TL;DR: A brief introduction to social spam, the spamming process, and social spam taxonomy is provided and several dimensionality reduction techniques used for feature selection/extraction, features used, various machine learning and deep learning techniquesused for social spam and spammer detection, and their merits and demerits are explored.
Abstract: Online Social Networks are perpetually evolving and used in plenteous applications such as content sharing, chatting, making friends/followers, customer engagements, commercials, product reviews/promotions, online games, and news, etc. The substantial issues related to the colossal flood of social spam in social media are polarizing sentiments, impacting users’ online interaction time, degrading available information quality, network bandwidth, computing power, and speed. Simultaneously, groups of coordinated automated accounts/bots often use social networking sites to spread spam, rumors, bogus reviews, and fake news for targeted users or mass communication. The latest developments in the form of artificial intelligence-enabled Deepfakes have exacerbated these issues at large. Consequently, it becomes extremely relevant to review recent work concerning social spam and spammer detection to counter this issue and its effect.
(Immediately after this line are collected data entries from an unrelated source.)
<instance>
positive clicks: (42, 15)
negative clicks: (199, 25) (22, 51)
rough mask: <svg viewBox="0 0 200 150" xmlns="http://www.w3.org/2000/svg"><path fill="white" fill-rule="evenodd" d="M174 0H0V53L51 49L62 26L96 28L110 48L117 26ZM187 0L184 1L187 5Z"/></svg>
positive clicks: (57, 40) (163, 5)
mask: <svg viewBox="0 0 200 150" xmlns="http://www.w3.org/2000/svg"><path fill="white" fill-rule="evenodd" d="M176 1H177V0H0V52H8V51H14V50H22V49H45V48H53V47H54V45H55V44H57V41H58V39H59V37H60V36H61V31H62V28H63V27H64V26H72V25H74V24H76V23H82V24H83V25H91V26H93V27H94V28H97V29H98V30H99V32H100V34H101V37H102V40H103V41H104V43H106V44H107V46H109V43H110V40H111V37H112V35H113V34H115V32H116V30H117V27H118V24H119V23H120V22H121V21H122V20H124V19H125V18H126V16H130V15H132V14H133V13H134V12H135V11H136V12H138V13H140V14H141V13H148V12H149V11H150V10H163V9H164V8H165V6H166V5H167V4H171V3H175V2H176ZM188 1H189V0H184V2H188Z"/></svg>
This paper provides a brief introduction to social spam, the spamming process, and social spam taxonomy. The comprehensive review entails several dimensionality reduction techniques used for feature selection/extraction, features used, various machine learning and deep learning techniques used for social spam and spammer detection, and their merits and demerits. Artificial intelligence and deep learning empowered Deepfake (text, image, and video) spam, and their countermeasures are also explored. Furthermore, meticulous discussions, existing challenges, and emerging issues such as robustness of detection systems, scalability, real-time datasets, evade strategies used by spammers, coordinated inauthentic behavior, and adversarial attacks on machine learning-based spam detectors, etc., have been discussed with possible directions for future research.